Deputi Bidang Transformasi Hijau dan Digital Otorita IKN, Mohammed Ali Berawi menjelaskan pengembalian itu akan dilakukan karena berdasarkan hasil Proof-of-Concept (PoC) atau uji coba keandalan teknologi belum dapat berfungsi dengan baik.
“Hasil dari penilaian PoC ditemukan bahwa sistem autnomous dari trem otonom belum dapat berfungsi dengan baik,” kata Ali Berawi kepada JawaPos.com, Rabu (13/11).
Ali menjelaskan, sesuai dengan diskusi antara OIKN dan lintas K/L dalam inpres nomor 2 tahun 2024, OIKN bertanggung jawab dalam pelaksanaan dan penilaian PoC. Rencananya, setelah itu akan dilanjutkan oleh Kementerian Perhubungan (Kemenhub) untuk unjuk kerja showcase.
Namun, kata dia, jika showcase tidak dilakukan maka sesuai dengan perjanjian MoU untuk PoC, Otorita IKN berhak meminta Norinco International Cooperation Ltd. untuk mengembalikannya ke Tiongkok.
“Jika tidak maka sesuai dengan perjanjian MoU untuk PoC, kita akan meminta pihak Norinco untuk mengembalikan trainset di IKN ke China,” jelasnya.
Dia juga memastikan, seluruh pembiayaan terkait PoC yang dilakukan di IKN ditanggung oleh technology providers masing-masing, termasuk juga untuk POC trem otonom.
Dari hasil assesment PoC maka nantinya, kata dia, pengadaan dan seleksi teknologi di IKN akan dinilai kepada 4 penilaian utama.

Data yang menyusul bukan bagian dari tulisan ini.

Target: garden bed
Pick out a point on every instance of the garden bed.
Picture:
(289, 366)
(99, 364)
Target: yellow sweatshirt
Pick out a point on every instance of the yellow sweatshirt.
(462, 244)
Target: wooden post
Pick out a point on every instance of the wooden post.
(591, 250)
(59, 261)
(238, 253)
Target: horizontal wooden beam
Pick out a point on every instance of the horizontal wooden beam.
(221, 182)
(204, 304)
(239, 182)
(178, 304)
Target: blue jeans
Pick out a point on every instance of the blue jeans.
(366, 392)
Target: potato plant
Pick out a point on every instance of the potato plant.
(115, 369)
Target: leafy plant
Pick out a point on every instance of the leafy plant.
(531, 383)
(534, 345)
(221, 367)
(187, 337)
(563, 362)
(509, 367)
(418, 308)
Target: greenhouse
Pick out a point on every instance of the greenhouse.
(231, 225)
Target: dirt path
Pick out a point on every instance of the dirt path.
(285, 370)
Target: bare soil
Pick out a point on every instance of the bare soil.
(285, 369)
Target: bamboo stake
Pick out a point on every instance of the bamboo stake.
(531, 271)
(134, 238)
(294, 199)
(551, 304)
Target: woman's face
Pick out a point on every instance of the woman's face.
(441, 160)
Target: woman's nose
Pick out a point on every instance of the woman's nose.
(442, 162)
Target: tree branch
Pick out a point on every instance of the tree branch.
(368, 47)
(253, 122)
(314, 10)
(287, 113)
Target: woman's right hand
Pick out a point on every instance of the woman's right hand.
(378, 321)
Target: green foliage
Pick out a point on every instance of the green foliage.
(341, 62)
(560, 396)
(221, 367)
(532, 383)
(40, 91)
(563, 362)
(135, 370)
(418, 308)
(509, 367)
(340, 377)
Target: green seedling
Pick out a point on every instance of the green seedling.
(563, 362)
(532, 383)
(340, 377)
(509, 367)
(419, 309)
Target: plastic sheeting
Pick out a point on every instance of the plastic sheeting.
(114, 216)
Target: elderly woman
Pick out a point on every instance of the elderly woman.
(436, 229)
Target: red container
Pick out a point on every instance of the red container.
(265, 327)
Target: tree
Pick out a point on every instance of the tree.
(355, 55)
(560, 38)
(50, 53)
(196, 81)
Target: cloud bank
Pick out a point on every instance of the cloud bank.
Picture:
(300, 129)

Meliputi, kualitas dan kehandalan teknologi, interoperabilitas sistem, value for money, transfer knowledge dan teknologi.
“Para Technology Providers sudah fully aware sebelum melakukan PoC, bahwa POC akan memberi nilai tambah dalam proses seleksi tetapi tidak menjamin penyedia teknologi memenangkan kompetisi pengadaan,” beber Ali Berawi.
Untuk diketahui, PoC merupakan bagian dari pengembangan dan uji coba produk teknologi terkini, di mana IKN sebagai tempat living lab dan innovation test-bed.